I sit at the head of our kitchen table. Beside me is a cup of tea made with milk and two sugars, my trusty pack of coloured Staedtler fine-line pens, and my chunky ring-bound notebook. And I begin to write. Or I try to. As I stare at this question in the centre of my handwritten mind map, I struggle to fight off the cliché imagery battering my mind’s eye. It’s a profound and loaded question- no doubt about it- yet I can’t help but feeling as though wading through the quagmire of its connotations only gets us more bogged down. “What does it really mean to find yourself?” I mumble privately. I realise that to begin, I must know who I am in the first place.
It is extremely pertinent to consider and interrogate how you define yourself. From the shopping list of respectable attributes which fill your CV, to the charities you do (or do not) choose to donate to. The clothes you wear, your home city, hobbies, jobs, friends, dreams, fears- the lot. It all boils down to an understanding of the things that make up who you are right now.
The point being, that it’s a choice. A tick-box exercise whereby you can comfortably, confidently and honestly select what makes you who you are. So arguably, you have found yourself when you have created an unshakeable foundation of habits and beliefs and all-round identity. A sense of whole in the story we tell ourselves every day, but it matters how we frame it. If instead finding yourself means achieving a level of success and fulfilment, whatever that may look like to you, perhaps then we are excavating an entirely different mine. By assuming a current lostness, disconnectedness, a yearning for home, this asks: where am I going wrong?

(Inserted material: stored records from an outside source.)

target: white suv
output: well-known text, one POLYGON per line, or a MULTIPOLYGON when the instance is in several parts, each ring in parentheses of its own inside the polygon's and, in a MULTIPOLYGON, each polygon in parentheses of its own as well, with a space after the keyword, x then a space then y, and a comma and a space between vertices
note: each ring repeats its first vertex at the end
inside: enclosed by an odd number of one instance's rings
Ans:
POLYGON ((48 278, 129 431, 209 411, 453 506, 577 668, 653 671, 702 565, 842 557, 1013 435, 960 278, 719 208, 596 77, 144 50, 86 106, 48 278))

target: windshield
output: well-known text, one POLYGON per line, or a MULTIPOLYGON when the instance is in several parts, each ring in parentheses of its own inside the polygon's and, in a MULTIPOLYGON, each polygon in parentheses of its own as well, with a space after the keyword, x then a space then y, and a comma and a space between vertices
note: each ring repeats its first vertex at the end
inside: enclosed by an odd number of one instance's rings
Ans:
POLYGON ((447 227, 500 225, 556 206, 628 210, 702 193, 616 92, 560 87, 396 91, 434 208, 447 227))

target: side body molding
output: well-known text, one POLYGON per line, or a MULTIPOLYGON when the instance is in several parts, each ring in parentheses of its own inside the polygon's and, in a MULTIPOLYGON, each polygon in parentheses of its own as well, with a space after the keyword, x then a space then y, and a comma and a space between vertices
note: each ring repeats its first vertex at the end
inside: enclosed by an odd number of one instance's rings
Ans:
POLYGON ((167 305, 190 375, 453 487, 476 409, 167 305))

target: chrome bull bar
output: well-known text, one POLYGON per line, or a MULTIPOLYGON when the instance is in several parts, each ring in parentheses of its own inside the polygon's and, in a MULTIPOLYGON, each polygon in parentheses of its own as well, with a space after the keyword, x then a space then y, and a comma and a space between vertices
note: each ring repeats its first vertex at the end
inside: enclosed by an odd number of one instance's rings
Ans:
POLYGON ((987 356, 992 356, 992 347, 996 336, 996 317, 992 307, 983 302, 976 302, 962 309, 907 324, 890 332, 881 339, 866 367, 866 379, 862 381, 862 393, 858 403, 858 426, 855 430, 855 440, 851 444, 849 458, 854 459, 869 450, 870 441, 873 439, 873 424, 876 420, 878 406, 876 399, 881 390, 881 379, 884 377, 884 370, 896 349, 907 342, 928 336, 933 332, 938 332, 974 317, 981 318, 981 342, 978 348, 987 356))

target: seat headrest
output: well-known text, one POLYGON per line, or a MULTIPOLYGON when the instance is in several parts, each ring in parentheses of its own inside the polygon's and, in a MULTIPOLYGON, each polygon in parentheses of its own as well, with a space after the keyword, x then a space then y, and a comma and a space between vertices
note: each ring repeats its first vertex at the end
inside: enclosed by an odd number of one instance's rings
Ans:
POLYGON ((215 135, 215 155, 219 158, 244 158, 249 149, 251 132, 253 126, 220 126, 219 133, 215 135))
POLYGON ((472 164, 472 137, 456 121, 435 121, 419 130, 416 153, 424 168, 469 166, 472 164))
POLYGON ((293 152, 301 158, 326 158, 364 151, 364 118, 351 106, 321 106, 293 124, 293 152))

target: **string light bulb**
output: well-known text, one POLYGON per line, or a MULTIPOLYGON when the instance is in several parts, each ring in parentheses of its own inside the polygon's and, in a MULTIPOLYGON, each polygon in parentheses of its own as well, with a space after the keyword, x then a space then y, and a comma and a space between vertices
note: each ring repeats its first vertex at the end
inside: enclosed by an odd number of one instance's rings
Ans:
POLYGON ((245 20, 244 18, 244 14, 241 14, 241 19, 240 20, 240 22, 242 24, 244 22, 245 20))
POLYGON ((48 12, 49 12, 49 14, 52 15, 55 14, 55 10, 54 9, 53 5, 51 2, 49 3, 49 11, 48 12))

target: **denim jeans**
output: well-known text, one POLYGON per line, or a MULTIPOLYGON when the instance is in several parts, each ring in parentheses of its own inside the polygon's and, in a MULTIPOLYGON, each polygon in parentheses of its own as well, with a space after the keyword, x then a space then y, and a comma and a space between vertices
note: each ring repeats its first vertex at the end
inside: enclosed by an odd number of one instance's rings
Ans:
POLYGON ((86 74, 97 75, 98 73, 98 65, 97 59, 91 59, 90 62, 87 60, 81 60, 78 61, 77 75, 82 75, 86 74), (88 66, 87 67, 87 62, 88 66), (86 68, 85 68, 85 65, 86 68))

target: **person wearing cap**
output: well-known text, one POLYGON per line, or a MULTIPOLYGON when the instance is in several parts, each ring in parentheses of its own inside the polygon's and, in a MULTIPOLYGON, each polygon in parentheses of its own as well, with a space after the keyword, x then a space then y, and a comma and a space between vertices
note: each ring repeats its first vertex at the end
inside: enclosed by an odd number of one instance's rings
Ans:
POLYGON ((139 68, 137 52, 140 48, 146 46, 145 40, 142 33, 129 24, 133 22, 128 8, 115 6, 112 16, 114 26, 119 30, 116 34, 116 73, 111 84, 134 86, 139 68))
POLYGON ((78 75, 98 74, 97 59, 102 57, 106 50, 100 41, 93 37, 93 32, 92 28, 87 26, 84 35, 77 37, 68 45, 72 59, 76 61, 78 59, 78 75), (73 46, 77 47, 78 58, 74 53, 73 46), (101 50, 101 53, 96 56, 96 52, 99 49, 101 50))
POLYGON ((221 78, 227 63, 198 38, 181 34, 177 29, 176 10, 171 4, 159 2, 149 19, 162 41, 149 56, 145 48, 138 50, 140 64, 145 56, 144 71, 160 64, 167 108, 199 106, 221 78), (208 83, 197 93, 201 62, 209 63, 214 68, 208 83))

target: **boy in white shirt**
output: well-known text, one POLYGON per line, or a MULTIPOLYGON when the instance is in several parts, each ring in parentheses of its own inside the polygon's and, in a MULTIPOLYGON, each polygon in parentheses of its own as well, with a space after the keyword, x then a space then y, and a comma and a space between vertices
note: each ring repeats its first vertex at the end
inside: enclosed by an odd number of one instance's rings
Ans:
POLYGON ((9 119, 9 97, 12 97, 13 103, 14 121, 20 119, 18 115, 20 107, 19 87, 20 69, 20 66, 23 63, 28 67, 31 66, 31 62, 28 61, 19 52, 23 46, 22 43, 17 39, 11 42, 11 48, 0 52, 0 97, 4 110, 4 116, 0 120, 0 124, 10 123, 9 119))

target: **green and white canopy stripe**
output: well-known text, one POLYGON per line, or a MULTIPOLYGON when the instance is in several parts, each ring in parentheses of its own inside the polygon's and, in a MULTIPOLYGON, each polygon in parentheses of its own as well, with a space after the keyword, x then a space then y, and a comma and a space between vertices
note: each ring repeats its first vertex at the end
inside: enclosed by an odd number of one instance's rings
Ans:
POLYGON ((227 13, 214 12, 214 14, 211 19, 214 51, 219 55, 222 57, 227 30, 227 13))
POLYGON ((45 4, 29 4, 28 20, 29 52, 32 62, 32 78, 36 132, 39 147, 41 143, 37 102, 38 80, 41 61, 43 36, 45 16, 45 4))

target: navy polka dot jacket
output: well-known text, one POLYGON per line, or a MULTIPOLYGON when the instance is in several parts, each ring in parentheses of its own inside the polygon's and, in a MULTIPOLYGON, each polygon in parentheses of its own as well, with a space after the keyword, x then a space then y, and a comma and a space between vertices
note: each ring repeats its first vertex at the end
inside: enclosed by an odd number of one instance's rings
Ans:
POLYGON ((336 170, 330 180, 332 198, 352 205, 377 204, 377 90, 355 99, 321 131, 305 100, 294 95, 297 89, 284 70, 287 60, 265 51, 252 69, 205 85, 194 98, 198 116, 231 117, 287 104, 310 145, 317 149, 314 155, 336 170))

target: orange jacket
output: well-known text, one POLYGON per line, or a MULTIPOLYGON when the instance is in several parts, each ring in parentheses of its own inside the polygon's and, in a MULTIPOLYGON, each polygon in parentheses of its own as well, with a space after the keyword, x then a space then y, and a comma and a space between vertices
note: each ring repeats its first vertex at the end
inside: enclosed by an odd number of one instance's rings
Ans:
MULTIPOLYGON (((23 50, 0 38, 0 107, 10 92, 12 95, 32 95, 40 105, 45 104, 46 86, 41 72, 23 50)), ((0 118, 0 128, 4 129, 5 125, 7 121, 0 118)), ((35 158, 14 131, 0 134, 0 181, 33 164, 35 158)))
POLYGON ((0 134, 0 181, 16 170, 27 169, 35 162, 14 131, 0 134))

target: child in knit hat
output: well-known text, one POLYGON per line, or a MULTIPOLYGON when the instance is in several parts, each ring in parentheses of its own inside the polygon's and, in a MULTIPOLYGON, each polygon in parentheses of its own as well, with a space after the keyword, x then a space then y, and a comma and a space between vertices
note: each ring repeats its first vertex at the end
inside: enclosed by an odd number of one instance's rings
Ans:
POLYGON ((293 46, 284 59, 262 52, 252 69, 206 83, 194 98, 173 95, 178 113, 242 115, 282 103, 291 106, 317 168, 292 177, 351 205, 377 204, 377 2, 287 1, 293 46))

In my experience, this is nothing to do with being your ‘best self’ 24/7 and everything to do with purpose. Feeling derailed, even though you might have a solid sense of identity, is horrible and can be quite a regular occurrence when who you are and what you want exist at loggerheads. This is when we crave change. It’s in the transformative spaces we learn the most- and often we equate finding ourselves with an adventure; going to university, travelling solo, bouncing back after a break-up. Usually, I think, because by inducing change, we regain a sense of direction. But finding yourself is a lifelong journey- not a destination. One which requires perseverance, courage, and overall an openness to change.
Perhaps put simply- the embrace of new experiences. It is not the daring of this journey in solitude but the people we choose to surround ourselves with. The ability to confidently and comfortably voice our opinions without scrutiny creates the biggest difference in shaping your sense of self. So if you are indeed wondering where you’ve gone wrong, I believe, somewhere, you aren’t being true to yourself.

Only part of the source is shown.